Da Redação
Apesar de leis consolidadas, altos índices de feminicídio e agressões evidenciam a necessidade de políticas públicas eficazes, educação de gênero e apoio institucional às vítimas
Celebrado em 10 de outubro, o Dia Nacional de Luta contra a Violência à Mulher marca um momento de reflexão sobre os avanços e os desafios na garantia da segurança e da dignidade feminina no Brasil. Mesmo com leis robustas e amplamente reconhecidas, o país segue registrando índices alarmantes de agressões e feminicídios.
A advogada Tatiana Naumann, sócia do Albuquerque Melo Advogados e graduanda em Direito e gênero pela Escola da Magistratura do Estado do Rio de Janeiro (Emerj), explica que o problema é estrutural e vai além da legislação. “O Brasil tem marcos legais avançados, mas ainda carece de políticas públicas eficazes e de uma cultura que repudie a violência. A lei é o ponto de partida, não o ponto final”, afirma.
O que dizem as leis
A Lei nº 11.340/2006 (Lei Maria da Penha) é um marco na proteção às mulheres em situação de violência doméstica, criando mecanismos de prevenção, punição e assistência, como medidas protetivas de urgência, juizados especializados e rede de atendimento com suporte psicológico, jurídico e social.Já a Lei nº 13.104/2015 (Lei do Feminicídio) qualificou o homicídio cometido contra a mulher por razões de gênero, incluindo casos de violência doméstica, familiar ou discriminação, e elevou a pena para até 30 anos de reclusão.
Tatiana destaca que as leis consolidaram a responsabilização penal, mas enfrentam obstáculos na prática. “O principal desafio está na execução. A falta de estrutura para o cumprimento das medidas protetivas e a subnotificação dos casos mostram que a resposta estatal ainda é insuficiente” afirma.

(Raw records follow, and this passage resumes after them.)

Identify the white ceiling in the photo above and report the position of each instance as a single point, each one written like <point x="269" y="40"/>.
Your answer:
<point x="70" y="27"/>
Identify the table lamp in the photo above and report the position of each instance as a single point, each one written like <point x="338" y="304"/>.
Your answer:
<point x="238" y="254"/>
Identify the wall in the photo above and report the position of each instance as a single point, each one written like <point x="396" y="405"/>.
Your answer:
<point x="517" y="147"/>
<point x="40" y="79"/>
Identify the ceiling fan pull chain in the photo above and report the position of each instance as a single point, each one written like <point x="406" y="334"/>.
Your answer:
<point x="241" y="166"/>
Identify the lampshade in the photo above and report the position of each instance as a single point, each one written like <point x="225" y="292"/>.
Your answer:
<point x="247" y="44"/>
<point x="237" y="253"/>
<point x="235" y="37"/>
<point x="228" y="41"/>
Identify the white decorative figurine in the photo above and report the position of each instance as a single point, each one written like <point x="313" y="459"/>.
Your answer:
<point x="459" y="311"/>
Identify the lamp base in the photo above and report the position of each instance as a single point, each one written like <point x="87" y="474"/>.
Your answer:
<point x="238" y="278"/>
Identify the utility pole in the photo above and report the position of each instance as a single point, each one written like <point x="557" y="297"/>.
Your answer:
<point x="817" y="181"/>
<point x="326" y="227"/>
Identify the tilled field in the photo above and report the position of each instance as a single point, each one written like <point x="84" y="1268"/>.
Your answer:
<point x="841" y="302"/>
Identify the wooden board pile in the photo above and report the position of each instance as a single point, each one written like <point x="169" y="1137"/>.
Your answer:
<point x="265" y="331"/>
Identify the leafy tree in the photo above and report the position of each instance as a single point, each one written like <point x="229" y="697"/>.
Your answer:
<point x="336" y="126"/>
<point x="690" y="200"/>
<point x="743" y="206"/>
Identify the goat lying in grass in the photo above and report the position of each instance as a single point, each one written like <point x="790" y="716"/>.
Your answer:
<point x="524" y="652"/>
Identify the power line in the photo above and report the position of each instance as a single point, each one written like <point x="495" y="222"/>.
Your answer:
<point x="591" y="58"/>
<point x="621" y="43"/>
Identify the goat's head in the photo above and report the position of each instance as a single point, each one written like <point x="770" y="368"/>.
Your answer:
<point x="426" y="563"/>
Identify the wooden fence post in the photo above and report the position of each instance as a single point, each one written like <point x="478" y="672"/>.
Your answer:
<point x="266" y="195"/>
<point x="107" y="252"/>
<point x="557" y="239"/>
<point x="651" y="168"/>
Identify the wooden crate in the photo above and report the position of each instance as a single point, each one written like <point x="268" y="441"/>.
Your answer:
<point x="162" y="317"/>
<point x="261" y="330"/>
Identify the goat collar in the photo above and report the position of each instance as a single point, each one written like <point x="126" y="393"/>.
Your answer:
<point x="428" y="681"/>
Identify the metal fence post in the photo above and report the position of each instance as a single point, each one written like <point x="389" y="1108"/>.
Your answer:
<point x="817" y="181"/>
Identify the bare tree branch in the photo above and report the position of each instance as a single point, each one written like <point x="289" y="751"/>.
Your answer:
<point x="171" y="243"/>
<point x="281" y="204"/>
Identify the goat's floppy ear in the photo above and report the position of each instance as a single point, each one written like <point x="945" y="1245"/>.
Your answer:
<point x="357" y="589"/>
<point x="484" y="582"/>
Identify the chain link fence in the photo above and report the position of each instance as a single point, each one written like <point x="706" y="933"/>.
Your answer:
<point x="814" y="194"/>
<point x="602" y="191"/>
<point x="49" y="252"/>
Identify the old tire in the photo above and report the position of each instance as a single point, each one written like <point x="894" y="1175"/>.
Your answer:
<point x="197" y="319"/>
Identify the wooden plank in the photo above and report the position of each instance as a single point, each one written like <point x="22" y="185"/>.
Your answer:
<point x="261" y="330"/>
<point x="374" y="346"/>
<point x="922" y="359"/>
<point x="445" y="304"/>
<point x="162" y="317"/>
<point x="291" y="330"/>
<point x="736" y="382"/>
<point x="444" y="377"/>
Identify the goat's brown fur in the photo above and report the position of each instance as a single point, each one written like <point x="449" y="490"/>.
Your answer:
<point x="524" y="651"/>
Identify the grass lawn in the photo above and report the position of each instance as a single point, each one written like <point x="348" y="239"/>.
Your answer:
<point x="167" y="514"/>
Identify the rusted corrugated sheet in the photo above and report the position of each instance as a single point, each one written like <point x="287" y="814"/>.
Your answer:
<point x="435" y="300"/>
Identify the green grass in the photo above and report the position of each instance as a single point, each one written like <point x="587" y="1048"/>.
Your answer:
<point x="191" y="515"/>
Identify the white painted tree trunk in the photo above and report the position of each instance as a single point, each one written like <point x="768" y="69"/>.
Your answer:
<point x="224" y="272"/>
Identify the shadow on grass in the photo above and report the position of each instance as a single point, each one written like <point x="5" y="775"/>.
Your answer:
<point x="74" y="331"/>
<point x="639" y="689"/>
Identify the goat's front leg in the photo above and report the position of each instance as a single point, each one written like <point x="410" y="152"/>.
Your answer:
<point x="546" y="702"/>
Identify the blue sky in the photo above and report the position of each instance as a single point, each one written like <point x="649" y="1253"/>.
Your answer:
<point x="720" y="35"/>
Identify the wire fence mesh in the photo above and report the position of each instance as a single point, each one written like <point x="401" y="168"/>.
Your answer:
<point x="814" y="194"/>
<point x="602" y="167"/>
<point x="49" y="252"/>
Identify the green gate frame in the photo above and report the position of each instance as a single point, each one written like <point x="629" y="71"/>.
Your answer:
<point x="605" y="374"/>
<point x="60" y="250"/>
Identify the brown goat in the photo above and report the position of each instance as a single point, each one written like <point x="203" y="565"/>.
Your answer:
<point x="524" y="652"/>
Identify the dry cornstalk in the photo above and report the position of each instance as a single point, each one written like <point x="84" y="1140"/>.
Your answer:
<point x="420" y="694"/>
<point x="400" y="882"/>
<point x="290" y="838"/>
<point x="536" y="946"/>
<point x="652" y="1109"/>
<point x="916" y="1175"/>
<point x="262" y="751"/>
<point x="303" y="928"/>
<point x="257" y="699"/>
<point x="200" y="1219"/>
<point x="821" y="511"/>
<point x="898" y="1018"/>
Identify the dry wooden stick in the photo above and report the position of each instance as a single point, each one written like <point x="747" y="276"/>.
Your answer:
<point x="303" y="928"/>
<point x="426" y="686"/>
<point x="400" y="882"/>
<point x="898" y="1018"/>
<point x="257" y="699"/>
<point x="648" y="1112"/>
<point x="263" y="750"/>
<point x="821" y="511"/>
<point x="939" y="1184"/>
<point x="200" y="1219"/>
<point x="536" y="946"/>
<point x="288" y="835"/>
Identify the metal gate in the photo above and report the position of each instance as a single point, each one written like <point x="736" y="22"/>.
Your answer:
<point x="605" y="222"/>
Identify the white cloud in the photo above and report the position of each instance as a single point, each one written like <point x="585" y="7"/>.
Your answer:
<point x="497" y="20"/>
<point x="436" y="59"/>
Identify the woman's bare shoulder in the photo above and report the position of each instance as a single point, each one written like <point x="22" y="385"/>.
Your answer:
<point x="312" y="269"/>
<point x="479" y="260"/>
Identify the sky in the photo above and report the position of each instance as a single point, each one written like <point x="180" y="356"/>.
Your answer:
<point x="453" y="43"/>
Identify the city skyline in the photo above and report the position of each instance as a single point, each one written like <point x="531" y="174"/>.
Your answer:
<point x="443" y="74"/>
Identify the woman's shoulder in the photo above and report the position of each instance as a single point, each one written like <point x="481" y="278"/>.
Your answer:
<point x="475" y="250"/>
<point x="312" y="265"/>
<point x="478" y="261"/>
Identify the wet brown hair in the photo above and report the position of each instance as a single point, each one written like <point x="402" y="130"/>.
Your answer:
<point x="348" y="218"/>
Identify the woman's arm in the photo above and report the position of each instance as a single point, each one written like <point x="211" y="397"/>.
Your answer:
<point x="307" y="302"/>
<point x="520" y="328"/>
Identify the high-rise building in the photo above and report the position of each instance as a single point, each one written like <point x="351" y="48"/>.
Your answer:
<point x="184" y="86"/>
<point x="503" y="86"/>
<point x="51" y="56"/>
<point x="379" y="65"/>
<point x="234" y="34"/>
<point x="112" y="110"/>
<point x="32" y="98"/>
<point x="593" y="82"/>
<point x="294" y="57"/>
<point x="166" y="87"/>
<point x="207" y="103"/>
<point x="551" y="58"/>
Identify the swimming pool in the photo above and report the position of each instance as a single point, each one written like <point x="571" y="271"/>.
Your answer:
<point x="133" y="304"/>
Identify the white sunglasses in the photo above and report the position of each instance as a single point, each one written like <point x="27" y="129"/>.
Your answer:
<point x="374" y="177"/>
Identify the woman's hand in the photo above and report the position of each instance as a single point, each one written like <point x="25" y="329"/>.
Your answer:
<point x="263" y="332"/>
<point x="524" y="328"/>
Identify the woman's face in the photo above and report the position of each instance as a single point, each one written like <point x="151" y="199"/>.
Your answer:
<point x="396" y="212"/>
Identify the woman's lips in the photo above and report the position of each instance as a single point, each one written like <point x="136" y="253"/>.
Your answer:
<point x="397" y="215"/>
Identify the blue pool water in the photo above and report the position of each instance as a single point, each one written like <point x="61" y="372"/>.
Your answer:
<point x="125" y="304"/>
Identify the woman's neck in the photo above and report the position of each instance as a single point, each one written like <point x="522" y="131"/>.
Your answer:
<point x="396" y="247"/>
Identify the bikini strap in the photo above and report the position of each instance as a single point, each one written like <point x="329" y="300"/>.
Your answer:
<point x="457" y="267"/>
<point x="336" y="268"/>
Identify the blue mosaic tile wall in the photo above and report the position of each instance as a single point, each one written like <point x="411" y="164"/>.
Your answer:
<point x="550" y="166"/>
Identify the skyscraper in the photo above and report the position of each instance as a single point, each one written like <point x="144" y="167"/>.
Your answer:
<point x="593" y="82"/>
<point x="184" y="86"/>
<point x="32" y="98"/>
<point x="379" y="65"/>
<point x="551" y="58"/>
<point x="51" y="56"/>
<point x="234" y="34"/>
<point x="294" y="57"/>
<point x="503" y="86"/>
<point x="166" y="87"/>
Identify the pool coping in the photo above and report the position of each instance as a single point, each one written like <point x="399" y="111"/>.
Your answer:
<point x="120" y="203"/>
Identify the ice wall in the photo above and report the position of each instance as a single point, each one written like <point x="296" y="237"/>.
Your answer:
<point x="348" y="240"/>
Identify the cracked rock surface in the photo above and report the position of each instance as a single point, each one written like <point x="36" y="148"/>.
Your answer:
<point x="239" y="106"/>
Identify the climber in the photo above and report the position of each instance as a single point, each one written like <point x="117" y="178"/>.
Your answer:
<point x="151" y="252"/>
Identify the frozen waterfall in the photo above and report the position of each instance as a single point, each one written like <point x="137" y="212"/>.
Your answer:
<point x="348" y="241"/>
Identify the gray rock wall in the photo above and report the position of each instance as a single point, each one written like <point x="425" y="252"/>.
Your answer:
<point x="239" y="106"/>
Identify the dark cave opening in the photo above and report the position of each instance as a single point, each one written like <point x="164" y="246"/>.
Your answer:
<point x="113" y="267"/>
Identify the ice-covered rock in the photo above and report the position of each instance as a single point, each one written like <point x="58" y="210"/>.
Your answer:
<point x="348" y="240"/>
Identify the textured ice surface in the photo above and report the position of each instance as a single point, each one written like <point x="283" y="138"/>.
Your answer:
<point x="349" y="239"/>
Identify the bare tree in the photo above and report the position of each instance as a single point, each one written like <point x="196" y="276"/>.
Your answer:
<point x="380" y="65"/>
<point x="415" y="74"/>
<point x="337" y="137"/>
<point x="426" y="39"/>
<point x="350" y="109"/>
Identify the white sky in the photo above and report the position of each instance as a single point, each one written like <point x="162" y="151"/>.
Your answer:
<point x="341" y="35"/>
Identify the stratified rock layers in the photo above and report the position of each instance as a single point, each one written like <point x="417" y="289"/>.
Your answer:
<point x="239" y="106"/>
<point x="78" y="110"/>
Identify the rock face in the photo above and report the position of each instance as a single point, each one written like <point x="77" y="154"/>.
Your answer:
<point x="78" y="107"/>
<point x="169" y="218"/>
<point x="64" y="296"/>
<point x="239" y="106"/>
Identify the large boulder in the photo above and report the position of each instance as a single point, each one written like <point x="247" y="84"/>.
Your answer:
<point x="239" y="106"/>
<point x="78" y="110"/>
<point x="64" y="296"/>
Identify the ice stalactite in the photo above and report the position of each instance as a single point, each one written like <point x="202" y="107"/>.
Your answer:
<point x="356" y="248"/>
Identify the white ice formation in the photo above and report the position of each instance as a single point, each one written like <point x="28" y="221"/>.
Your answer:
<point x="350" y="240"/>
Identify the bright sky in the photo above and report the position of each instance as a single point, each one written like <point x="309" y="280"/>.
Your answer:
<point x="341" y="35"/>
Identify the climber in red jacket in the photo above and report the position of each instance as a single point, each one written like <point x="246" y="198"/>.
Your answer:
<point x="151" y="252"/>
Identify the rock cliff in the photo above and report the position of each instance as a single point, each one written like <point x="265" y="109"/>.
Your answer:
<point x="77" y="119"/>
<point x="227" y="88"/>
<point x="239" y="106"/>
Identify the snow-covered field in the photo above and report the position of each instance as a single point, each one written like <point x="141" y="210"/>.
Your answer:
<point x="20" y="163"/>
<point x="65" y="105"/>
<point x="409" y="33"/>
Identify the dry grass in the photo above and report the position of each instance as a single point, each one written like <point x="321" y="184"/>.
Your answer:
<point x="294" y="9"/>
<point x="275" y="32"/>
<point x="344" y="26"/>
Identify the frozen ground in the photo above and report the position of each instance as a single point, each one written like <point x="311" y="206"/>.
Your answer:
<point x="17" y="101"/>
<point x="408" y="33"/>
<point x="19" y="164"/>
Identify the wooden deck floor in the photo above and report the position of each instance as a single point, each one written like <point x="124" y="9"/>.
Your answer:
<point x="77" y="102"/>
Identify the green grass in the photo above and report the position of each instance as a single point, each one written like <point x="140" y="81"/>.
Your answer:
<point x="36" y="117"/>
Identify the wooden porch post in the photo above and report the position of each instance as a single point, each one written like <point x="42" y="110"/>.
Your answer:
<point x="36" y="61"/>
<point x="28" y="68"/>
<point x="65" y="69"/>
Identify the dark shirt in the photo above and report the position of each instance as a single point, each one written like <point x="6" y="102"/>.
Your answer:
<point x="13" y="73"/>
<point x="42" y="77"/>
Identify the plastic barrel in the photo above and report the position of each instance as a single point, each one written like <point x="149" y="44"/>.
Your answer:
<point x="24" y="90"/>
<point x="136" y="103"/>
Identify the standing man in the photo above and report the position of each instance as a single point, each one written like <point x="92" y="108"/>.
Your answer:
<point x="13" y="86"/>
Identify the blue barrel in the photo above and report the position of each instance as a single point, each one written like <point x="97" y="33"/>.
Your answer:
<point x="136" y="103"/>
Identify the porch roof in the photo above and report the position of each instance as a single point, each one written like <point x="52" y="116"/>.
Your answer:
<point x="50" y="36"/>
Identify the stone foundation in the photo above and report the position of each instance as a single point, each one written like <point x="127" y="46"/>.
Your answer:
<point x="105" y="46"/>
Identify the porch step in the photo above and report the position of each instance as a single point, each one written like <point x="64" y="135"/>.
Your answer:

Dados mais recentes sob o olhar dos recordes
Segundo o Anuário Brasileiro de Segurança Pública 2024, o Brasil registrou 1.492 feminicídios, o maior número desde 2015, equivalente a quatro mulheres mortas por dia. Em 80% dos casos, o agressor era companheiro ou ex-companheiro, e em 64,3%, o crime ocorreu dentro de casa. No mesmo período, foram concedidas cerca de 555 mil medidas protetivas, mas mais de 100 mil foram descumpridas, incluindo 121 casos em que as vítimas já estavam sob proteção judicial quando foram assassinadas. Também foram registrados 87.545 estupros, uma agressão sexual a cada seis minutos.
“Não basta punir o agressor. É preciso investir em prevenção, acolhimento e fortalecimento das redes de apoio. A violência de gênero é uma questão de direitos humanos e deve ser prioridade nacional”, ressalta Tatiana. A especialista defende o uso de tornozeleiras eletrônicas, comunicação imediata entre órgãos de segurança e Judiciário e acompanhamento psicossocial das vítimas. “A proteção jurídica precisa vir acompanhada de suporte material e institucional. Sem acolhimento psicológico e financeiro, as mulheres acabam retornando ao convívio com o agressor”.
Educação de gênero e mudança cultural
A longo prazo, a educação de gênero é uma das ferramentas mais eficazes para prevenir a violência. Conteúdos sobre igualdade de gênero e direitos humanos devem ser incluídos nos currículos escolares desde cedo, e campanhas contínuas devem envolver homens e adolescentes, promovendo masculinidades não violentas e respeito às mulheres.“A transformação começa pela educação. É ali que se desconstrói o machismo e se formam valores baseados em igualdade e respeito. Sem mudança cultural, as leis continuarão sendo remédios de emergência, e não soluções permanentes”, aponta.
O papel das empresas e instituições
Empresas e instituições podem atuar de forma estratégica na prevenção e no acolhimento de mulheres vítimas de violência. Além de políticas internas e canais de denúncia seguros, é fundamental treinar gestores e equipes de RH para identificar sinais de abuso e oferecer encaminhamentos adequados.
Programas de flexibilização da jornada, licenças especiais e transferências temporárias protegem a vítima e permitem que ela participe de procedimentos legais ou de acompanhamento psicológico sem riscos. Parcerias com ONGs, órgãos públicos e movimentos sociais ampliam o acesso a suporte jurídico, psicológico e social. “Quando uma empresa adota políticas de acolhimento consistentes, não só protege a funcionária, mas fortalece o papel social da instituição. O ambiente corporativo se torna seguro, e a cultura de respeito e igualdade de gênero se dissemina entre funcionários e lideranças”, destaca.
O Dia Nacional de Luta contra a Violência à Mulher reforça que o enfrentamento ao problema exige mais do que leis: requer compromisso institucional, articulação entre poderes, participação das empresas e mudança cultural profunda.